NRXR-ID: Two-Factor Authentication (2FA) in VR Using Near-Range Extended Reality and Smartphones

TL;DR

This paper introduces NRXR-ID, a novel 2FA method for VR that enables users to authenticate via smartphones without removing their headsets, using various challenge types tested in a user study.

Contribution

The paper presents a new 2FA technique for VR integrating smartphones and extended reality, including a novel checkers-style challenge and evaluation of multiple challenge configurations.

Findings

Checkers-style challenge was most effective.

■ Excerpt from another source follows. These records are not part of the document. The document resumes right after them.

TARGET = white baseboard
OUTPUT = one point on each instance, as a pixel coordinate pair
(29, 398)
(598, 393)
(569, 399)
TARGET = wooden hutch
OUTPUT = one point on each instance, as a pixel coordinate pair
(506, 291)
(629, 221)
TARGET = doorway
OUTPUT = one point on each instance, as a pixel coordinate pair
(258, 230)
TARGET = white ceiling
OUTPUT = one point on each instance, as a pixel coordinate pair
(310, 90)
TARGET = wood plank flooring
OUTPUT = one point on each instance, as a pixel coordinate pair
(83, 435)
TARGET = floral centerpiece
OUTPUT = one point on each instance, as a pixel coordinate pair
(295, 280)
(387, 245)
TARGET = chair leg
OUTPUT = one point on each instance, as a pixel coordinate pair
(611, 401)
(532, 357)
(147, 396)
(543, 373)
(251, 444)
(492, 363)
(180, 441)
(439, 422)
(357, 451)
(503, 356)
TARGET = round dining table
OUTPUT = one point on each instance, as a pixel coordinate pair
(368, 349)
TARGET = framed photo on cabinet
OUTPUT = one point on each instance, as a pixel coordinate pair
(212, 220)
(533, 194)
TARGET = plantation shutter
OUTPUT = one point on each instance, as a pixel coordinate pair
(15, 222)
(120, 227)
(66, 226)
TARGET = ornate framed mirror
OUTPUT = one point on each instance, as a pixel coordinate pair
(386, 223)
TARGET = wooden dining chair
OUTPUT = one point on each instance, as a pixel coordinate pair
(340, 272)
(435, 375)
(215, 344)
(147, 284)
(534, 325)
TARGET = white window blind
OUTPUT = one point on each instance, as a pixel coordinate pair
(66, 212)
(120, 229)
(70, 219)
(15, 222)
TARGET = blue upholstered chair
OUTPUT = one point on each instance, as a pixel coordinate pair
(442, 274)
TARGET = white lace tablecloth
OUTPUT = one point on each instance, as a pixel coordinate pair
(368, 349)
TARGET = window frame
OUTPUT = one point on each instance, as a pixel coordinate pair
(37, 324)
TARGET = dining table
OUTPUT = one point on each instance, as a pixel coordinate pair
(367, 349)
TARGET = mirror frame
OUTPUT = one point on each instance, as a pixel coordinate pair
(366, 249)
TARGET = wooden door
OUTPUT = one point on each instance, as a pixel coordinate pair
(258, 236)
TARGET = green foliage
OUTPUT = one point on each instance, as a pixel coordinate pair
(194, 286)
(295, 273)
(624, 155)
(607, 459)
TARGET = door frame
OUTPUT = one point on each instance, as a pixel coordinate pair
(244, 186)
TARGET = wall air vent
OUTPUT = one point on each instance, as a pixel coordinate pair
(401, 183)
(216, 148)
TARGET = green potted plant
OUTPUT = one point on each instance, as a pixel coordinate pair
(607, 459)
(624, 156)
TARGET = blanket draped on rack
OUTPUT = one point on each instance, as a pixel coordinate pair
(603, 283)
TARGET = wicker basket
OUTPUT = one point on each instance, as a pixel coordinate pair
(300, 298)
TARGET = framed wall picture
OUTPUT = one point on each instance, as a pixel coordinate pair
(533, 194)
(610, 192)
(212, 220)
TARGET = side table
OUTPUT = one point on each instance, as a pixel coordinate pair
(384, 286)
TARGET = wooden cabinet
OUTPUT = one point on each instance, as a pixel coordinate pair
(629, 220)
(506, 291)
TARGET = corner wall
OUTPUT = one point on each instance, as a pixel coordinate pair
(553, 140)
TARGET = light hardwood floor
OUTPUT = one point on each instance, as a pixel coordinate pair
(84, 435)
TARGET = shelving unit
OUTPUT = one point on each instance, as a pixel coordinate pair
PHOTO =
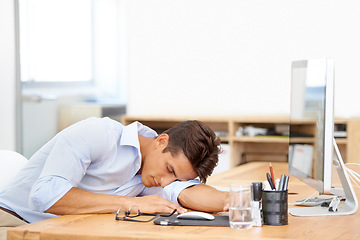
(259, 148)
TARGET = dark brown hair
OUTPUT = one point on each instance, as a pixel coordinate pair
(199, 144)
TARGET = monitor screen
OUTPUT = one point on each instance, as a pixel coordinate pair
(312, 103)
(313, 151)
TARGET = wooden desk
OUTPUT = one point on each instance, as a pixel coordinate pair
(104, 226)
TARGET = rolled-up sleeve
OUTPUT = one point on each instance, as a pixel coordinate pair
(47, 191)
(67, 161)
(171, 192)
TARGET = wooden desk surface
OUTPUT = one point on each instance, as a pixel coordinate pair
(104, 226)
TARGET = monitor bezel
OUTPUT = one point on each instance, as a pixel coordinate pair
(322, 186)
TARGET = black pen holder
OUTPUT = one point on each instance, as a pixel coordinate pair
(275, 207)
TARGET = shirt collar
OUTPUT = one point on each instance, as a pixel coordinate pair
(132, 131)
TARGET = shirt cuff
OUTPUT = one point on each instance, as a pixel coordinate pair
(47, 191)
(173, 190)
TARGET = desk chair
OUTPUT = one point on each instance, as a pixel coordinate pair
(10, 163)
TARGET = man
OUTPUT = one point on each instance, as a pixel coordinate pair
(98, 166)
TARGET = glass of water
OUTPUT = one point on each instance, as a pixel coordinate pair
(240, 210)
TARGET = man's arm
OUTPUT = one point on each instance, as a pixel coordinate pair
(204, 198)
(78, 201)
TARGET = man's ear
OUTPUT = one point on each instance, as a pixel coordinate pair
(162, 140)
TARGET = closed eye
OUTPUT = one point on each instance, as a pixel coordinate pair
(171, 170)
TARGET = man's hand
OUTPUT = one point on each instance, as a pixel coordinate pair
(204, 198)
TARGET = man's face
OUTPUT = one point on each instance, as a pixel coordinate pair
(161, 169)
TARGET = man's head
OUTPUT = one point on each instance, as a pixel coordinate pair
(198, 143)
(183, 152)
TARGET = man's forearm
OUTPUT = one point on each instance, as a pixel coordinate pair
(204, 198)
(78, 201)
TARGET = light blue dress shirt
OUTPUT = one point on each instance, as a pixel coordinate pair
(97, 154)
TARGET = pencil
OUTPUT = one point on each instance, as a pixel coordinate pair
(272, 174)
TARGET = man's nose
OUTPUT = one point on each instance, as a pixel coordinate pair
(167, 180)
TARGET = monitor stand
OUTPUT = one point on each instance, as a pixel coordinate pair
(345, 208)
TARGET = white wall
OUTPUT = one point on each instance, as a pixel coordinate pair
(230, 57)
(7, 76)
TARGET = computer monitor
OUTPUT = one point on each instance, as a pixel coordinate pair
(312, 157)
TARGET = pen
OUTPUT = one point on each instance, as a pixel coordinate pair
(281, 184)
(272, 174)
(270, 181)
(286, 182)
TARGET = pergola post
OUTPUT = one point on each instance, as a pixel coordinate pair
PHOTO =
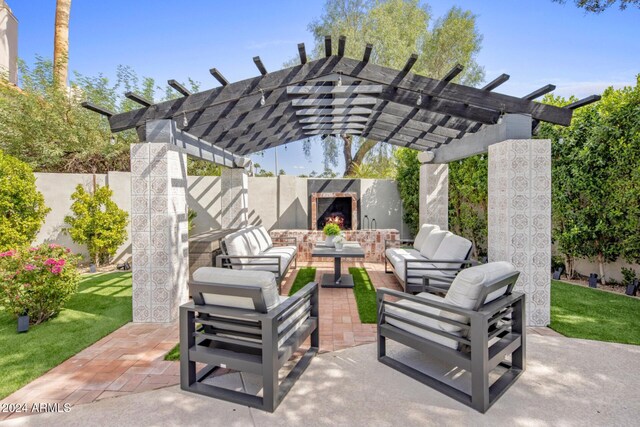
(434, 194)
(519, 218)
(234, 198)
(159, 235)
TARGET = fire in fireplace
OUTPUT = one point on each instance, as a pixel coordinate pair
(336, 208)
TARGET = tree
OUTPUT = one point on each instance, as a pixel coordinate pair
(599, 6)
(44, 125)
(61, 42)
(408, 179)
(22, 208)
(468, 201)
(396, 28)
(596, 178)
(97, 222)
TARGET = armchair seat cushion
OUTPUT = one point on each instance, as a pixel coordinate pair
(286, 253)
(421, 319)
(262, 279)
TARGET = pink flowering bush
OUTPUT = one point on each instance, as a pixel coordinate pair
(37, 281)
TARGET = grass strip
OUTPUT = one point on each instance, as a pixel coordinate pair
(581, 312)
(365, 294)
(101, 305)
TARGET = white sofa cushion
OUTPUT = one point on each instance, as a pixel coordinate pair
(452, 247)
(422, 235)
(467, 287)
(262, 279)
(432, 243)
(264, 240)
(423, 320)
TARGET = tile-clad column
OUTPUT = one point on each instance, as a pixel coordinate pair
(159, 231)
(434, 194)
(235, 198)
(519, 218)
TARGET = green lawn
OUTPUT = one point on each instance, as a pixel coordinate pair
(102, 305)
(580, 312)
(365, 294)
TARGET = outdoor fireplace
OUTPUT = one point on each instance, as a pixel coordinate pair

Smartphone-based PIN entry was feasible within VR.

Participants found the checkers challenge intuitive.

Abstract

Two-factor authentication (2FA) has become widely adopted as an efficient and secure way to validate someone's identity online. Two-factor authentication is difficult in virtual reality (VR) because users are usually wearing a head-mounted display (HMD) which does not allow them to see their real-world surroundings. We present NRXR-ID, a technique to implement two-factor authentication while using extended reality systems and smartphones. The proposed method allows users to complete an authentication challenge using their smartphones without removing their HMD. We performed a user study where we explored four types of challenges for users, including a novel checkers-style challenge. Users responded to these challenges under three different configurations, including a technique that uses the smartphone to support gaze-based selection without the use of VR controllers. A 4X3 within-subjects design allowed us to study all the variations proposed. We collected performance metrics and performed user experience questionnaires to collect subjective impressions from 30 participants. Results suggest that the checkers-style visual matching challenge was the most appropriate option, followed by entering a digital PIN challenge submitted via the smartphone and answered within the VR environment.